As if what he was doing to the captive wasn’t punishment enough. As if the eternity of poverty they were restrained by wasn’t punishment enough. “Why?”

“They killed Von Rhea. It’s a publicity thing. And war is good for business.” I felt sick. The horrific image of marching alongside the same men who’d almost killed my friend filled my mind. Following my thoughts, Darrius said, “You saved yourself a pew at the front of that service by getting yourself sworn to the lady. He won’t bring her. Especially now the wedding’s off. If she were married, it might’ve been tempting to see an heir faster.”

“I’m glad I’m the nobody son of a backwater fief,” I said, my body holding as much rage and hurt as it could. “I want to puke just talking about all this.”

Darrius pulled me closer, and I stooped so he could press a kiss to my head. “Anyone who believes that is the true nobody,” he told me, giving my back another rub. “Because you’re my son, regardless of whose seed sprouted you.” It wasn’t the first time I’d heard it. But it still made me feel like I couldn’t quite breathe right. “Would you rather not know the rest, Chay?”

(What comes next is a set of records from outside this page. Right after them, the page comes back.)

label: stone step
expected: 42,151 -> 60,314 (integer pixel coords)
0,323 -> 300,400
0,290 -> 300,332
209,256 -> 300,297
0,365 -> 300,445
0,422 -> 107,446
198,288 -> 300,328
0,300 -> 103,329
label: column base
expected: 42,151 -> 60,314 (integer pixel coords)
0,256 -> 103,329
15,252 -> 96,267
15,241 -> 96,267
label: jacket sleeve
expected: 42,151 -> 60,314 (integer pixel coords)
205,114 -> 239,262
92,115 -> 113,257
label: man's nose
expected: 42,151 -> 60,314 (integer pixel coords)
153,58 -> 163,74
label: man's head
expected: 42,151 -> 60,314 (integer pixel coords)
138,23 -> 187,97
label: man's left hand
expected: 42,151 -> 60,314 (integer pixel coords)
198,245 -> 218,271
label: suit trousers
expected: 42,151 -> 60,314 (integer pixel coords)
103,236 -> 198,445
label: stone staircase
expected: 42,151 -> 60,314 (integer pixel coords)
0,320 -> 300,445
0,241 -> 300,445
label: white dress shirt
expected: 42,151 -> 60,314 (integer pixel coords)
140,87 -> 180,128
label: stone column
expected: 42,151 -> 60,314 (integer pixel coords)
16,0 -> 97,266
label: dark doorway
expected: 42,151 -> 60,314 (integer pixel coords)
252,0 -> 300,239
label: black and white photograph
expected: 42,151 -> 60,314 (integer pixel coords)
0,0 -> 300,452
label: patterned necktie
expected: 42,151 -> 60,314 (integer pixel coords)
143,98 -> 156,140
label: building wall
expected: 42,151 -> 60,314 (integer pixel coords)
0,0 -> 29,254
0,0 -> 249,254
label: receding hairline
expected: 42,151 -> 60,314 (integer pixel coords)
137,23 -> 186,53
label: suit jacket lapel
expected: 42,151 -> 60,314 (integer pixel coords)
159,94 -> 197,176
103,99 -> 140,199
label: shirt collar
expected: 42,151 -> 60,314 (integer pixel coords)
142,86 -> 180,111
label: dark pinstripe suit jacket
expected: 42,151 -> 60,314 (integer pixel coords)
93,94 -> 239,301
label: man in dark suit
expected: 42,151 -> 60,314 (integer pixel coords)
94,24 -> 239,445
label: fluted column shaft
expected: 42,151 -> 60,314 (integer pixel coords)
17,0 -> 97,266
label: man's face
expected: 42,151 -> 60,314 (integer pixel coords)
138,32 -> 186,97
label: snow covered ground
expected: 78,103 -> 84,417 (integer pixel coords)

I considered it for a moment as Kadan lay peacefully and entirely unresponsive. I wasn’t going to get to say goodbye to him. So, I’d better figure out how I could get to say hello again. “Tell me what our new plan is,” I said, and drew in a deep breath. The boy inside of me rested comfortably, trusting Darrius, and the rage ebbed, leaving sadness in its wake. “But tell me fast, not polite. I’ve a post to return to.”